I avoid all these issues by using a wet t-shirt and fan. The t-shirt is wicking up water from a bin with 2 inches water in it, so it's constantly wet, and as long as your humidity is less than 100%, you will always have evaporative cooling. Just be sure to refill the water every day or two to maintain a few inches water -- but not too much or you will end up with the immersion situation and need to add ice or whatever.

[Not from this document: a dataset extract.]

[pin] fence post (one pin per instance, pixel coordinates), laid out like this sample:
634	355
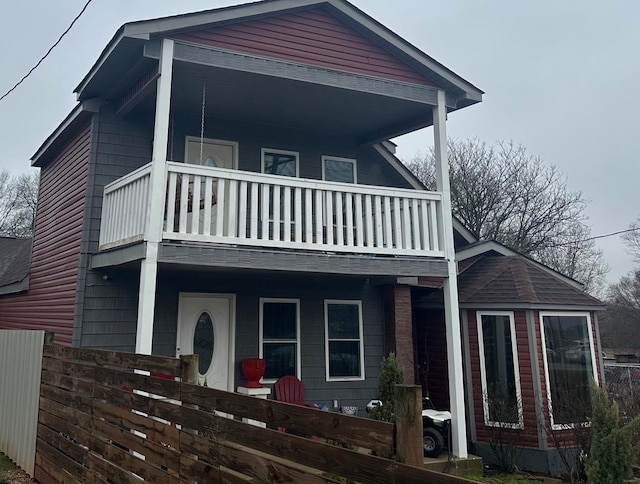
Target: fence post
189	368
408	400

+1Evaporative cooling is the shizz. Evaporation of water sucks a boatload of heat from the system. If you're real fancy you can get a temperature controller to turn the fan on and off.

[Big Nake]

Now take all of this into consideration and add the fact that my swamp cooler is sitting on my cool basement floor. It seems to me that the contact with the cool floor keeps the contents of the swamp cooler (and primary) cooler in general. I assume that most people who are trying to keep temps lower without the use of refrigeration are doing so on the floor. I really just need to use my draft fridge as a lager-primary fridge and get the 4-tap chest freezer I've been talking about!